The Teva cash and stock proposal provides Mylan stockholders with a substantial premium and immediate cash value, as well as significant potential for future value creation through participation in a financially and commercially stronger company. Teva expects that the proposed transaction can be completed by year-end 2015. Teva notes that there can be no assurance that a transaction between Teva and Mylan will be consummated.
The Teva and Mylan product offerings are highly complementary, and together, would create the broadest portfolio in the industry, with a combined pipeline of over 400 pending ANDAs and over 80 first-to-files in the US.
However, Mylan executive chairman Robert J. Coury commented, "We note that there has been some media speculation with regard to a potential bid for Mylan by Teva and that this rumor has been circulating for some time. Mylan is fully committed to its stand-alone strategy, including its proposal to acquire Perrigo, and today's speculation has no impact whatsoever on this strategy.
We have studied the potential combination of Mylan and Teva for some time and we believe it is clear that such a combination is without sound industrial logic or cultural fit. Further, there would be significant overlap in the companies' businesses and we believe that it is unlikely that any such combination could obtain anti-trust regulatory clearances.
Of course, should any party make an actual offer to acquire Mylan, the Board would carefully consider it in exercising its fiduciary duties in the best interests of the company, our stockholders and other stakeholders.

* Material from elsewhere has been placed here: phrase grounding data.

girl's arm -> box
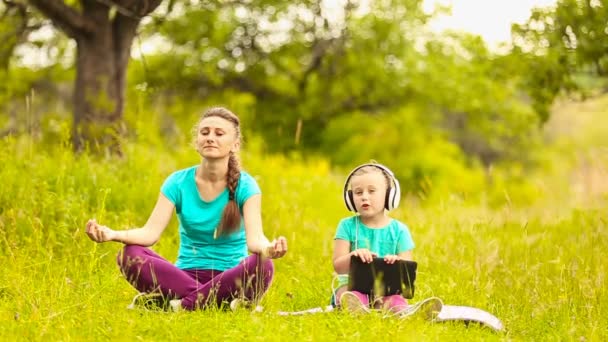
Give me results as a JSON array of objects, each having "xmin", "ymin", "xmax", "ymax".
[
  {"xmin": 243, "ymin": 194, "xmax": 287, "ymax": 258},
  {"xmin": 86, "ymin": 193, "xmax": 175, "ymax": 246},
  {"xmin": 333, "ymin": 239, "xmax": 377, "ymax": 274},
  {"xmin": 332, "ymin": 239, "xmax": 352, "ymax": 274},
  {"xmin": 398, "ymin": 250, "xmax": 413, "ymax": 261},
  {"xmin": 384, "ymin": 250, "xmax": 414, "ymax": 264}
]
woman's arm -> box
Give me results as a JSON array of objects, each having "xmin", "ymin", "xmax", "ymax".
[
  {"xmin": 243, "ymin": 194, "xmax": 287, "ymax": 258},
  {"xmin": 85, "ymin": 193, "xmax": 175, "ymax": 246}
]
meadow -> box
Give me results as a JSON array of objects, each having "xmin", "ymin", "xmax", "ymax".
[{"xmin": 0, "ymin": 96, "xmax": 607, "ymax": 341}]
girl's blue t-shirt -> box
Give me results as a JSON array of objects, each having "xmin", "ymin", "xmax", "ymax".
[
  {"xmin": 334, "ymin": 216, "xmax": 415, "ymax": 256},
  {"xmin": 161, "ymin": 165, "xmax": 261, "ymax": 271},
  {"xmin": 333, "ymin": 216, "xmax": 415, "ymax": 289}
]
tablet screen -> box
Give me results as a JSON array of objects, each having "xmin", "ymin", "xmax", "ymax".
[{"xmin": 347, "ymin": 256, "xmax": 417, "ymax": 299}]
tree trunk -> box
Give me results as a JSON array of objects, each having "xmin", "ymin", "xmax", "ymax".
[
  {"xmin": 28, "ymin": 0, "xmax": 163, "ymax": 154},
  {"xmin": 72, "ymin": 2, "xmax": 139, "ymax": 154}
]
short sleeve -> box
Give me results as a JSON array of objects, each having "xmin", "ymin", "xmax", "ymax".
[
  {"xmin": 235, "ymin": 171, "xmax": 261, "ymax": 209},
  {"xmin": 161, "ymin": 171, "xmax": 181, "ymax": 211},
  {"xmin": 396, "ymin": 223, "xmax": 415, "ymax": 252},
  {"xmin": 334, "ymin": 218, "xmax": 352, "ymax": 242}
]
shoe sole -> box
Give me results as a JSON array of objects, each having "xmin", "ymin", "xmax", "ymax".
[
  {"xmin": 340, "ymin": 292, "xmax": 370, "ymax": 314},
  {"xmin": 396, "ymin": 297, "xmax": 443, "ymax": 320}
]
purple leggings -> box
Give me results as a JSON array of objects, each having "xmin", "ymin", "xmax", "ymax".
[{"xmin": 116, "ymin": 245, "xmax": 274, "ymax": 311}]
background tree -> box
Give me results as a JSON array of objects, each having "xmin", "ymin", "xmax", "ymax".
[
  {"xmin": 130, "ymin": 0, "xmax": 540, "ymax": 190},
  {"xmin": 25, "ymin": 0, "xmax": 163, "ymax": 153},
  {"xmin": 1, "ymin": 1, "xmax": 30, "ymax": 136},
  {"xmin": 511, "ymin": 0, "xmax": 608, "ymax": 123},
  {"xmin": 1, "ymin": 0, "xmax": 548, "ymax": 194}
]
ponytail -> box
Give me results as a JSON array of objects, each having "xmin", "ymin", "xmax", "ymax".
[{"xmin": 216, "ymin": 152, "xmax": 241, "ymax": 237}]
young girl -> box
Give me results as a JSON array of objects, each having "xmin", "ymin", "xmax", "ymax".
[
  {"xmin": 332, "ymin": 163, "xmax": 414, "ymax": 314},
  {"xmin": 85, "ymin": 107, "xmax": 287, "ymax": 311}
]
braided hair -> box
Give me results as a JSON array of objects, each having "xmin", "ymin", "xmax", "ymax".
[{"xmin": 198, "ymin": 107, "xmax": 242, "ymax": 236}]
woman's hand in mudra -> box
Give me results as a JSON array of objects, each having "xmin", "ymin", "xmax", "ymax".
[
  {"xmin": 263, "ymin": 237, "xmax": 288, "ymax": 259},
  {"xmin": 85, "ymin": 219, "xmax": 117, "ymax": 243}
]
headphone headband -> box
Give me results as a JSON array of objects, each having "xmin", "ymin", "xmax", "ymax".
[{"xmin": 343, "ymin": 163, "xmax": 401, "ymax": 212}]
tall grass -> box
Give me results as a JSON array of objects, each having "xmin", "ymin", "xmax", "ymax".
[{"xmin": 1, "ymin": 97, "xmax": 607, "ymax": 340}]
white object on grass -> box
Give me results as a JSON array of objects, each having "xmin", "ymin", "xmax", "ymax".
[
  {"xmin": 435, "ymin": 304, "xmax": 504, "ymax": 332},
  {"xmin": 277, "ymin": 305, "xmax": 335, "ymax": 316}
]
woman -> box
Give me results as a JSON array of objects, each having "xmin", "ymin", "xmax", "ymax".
[{"xmin": 85, "ymin": 107, "xmax": 287, "ymax": 311}]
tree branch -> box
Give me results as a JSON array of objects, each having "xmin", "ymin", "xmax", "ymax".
[
  {"xmin": 111, "ymin": 0, "xmax": 163, "ymax": 71},
  {"xmin": 1, "ymin": 0, "xmax": 29, "ymax": 69},
  {"xmin": 224, "ymin": 75, "xmax": 297, "ymax": 106},
  {"xmin": 95, "ymin": 0, "xmax": 140, "ymax": 19},
  {"xmin": 27, "ymin": 0, "xmax": 96, "ymax": 38},
  {"xmin": 109, "ymin": 0, "xmax": 163, "ymax": 17},
  {"xmin": 2, "ymin": 0, "xmax": 27, "ymax": 15}
]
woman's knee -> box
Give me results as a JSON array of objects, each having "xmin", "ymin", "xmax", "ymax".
[
  {"xmin": 255, "ymin": 254, "xmax": 274, "ymax": 271},
  {"xmin": 242, "ymin": 254, "xmax": 274, "ymax": 278},
  {"xmin": 116, "ymin": 245, "xmax": 147, "ymax": 267}
]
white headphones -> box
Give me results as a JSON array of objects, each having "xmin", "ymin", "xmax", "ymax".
[{"xmin": 343, "ymin": 163, "xmax": 401, "ymax": 212}]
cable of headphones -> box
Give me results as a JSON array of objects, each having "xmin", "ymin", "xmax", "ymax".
[{"xmin": 355, "ymin": 214, "xmax": 359, "ymax": 250}]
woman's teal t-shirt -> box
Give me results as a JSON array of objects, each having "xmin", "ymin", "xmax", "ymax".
[{"xmin": 161, "ymin": 165, "xmax": 261, "ymax": 271}]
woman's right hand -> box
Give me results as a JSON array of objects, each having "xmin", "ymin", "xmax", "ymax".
[
  {"xmin": 352, "ymin": 248, "xmax": 377, "ymax": 263},
  {"xmin": 85, "ymin": 219, "xmax": 117, "ymax": 243}
]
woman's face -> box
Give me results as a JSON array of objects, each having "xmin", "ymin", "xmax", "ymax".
[{"xmin": 196, "ymin": 116, "xmax": 239, "ymax": 159}]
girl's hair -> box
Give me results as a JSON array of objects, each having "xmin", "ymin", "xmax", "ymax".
[
  {"xmin": 197, "ymin": 107, "xmax": 242, "ymax": 237},
  {"xmin": 350, "ymin": 165, "xmax": 391, "ymax": 190}
]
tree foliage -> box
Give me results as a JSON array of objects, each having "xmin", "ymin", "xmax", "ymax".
[
  {"xmin": 129, "ymin": 0, "xmax": 541, "ymax": 183},
  {"xmin": 512, "ymin": 0, "xmax": 608, "ymax": 122},
  {"xmin": 1, "ymin": 0, "xmax": 554, "ymax": 193},
  {"xmin": 0, "ymin": 0, "xmax": 163, "ymax": 152}
]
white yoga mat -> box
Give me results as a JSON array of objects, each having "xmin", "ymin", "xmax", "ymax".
[{"xmin": 276, "ymin": 297, "xmax": 504, "ymax": 332}]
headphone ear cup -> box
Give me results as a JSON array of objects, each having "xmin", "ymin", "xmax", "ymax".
[
  {"xmin": 346, "ymin": 190, "xmax": 357, "ymax": 212},
  {"xmin": 385, "ymin": 187, "xmax": 393, "ymax": 210}
]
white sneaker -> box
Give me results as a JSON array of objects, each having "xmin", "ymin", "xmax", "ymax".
[
  {"xmin": 339, "ymin": 291, "xmax": 371, "ymax": 314},
  {"xmin": 127, "ymin": 292, "xmax": 168, "ymax": 311},
  {"xmin": 229, "ymin": 298, "xmax": 248, "ymax": 311},
  {"xmin": 397, "ymin": 297, "xmax": 443, "ymax": 320},
  {"xmin": 229, "ymin": 298, "xmax": 264, "ymax": 312},
  {"xmin": 169, "ymin": 299, "xmax": 183, "ymax": 312},
  {"xmin": 418, "ymin": 297, "xmax": 443, "ymax": 320}
]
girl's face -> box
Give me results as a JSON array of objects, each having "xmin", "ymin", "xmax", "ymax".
[
  {"xmin": 350, "ymin": 171, "xmax": 388, "ymax": 218},
  {"xmin": 196, "ymin": 116, "xmax": 239, "ymax": 159}
]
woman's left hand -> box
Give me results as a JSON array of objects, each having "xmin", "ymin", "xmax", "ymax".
[{"xmin": 264, "ymin": 236, "xmax": 288, "ymax": 259}]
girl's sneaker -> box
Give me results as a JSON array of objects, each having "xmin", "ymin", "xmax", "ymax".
[
  {"xmin": 339, "ymin": 291, "xmax": 370, "ymax": 314},
  {"xmin": 377, "ymin": 294, "xmax": 409, "ymax": 314},
  {"xmin": 417, "ymin": 297, "xmax": 443, "ymax": 320},
  {"xmin": 396, "ymin": 297, "xmax": 444, "ymax": 320}
]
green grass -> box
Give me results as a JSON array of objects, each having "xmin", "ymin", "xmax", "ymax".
[{"xmin": 1, "ymin": 96, "xmax": 607, "ymax": 340}]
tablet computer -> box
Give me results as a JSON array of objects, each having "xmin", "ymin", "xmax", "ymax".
[{"xmin": 347, "ymin": 255, "xmax": 417, "ymax": 299}]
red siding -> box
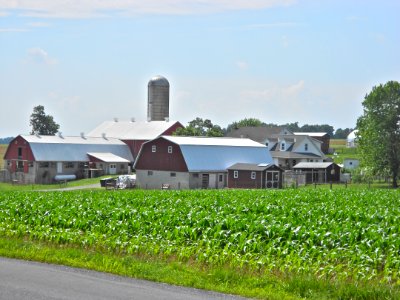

Teva’s proposal also provides Mylan stockholders with a more attractive alternative to Mylan’s proposed acquisition of Perrigo Company plc, as announced on April 8, 2015, as well as to Mylan on a standalone basis. Teva’s proposal would provide Mylan stockholders with consideration representing a 37.7 per cent premium to the stock price of Mylan on April 7, 2015, which is the last day of trading prior to Mylan’s press release regarding its unsolicited proposal for Perrigo, and a 48.3 per cent premium to the unaffected stock price of Mylan on March 10, 2015, which is the last day of trading prior to widespread speculation of a transaction between Teva and Mylan.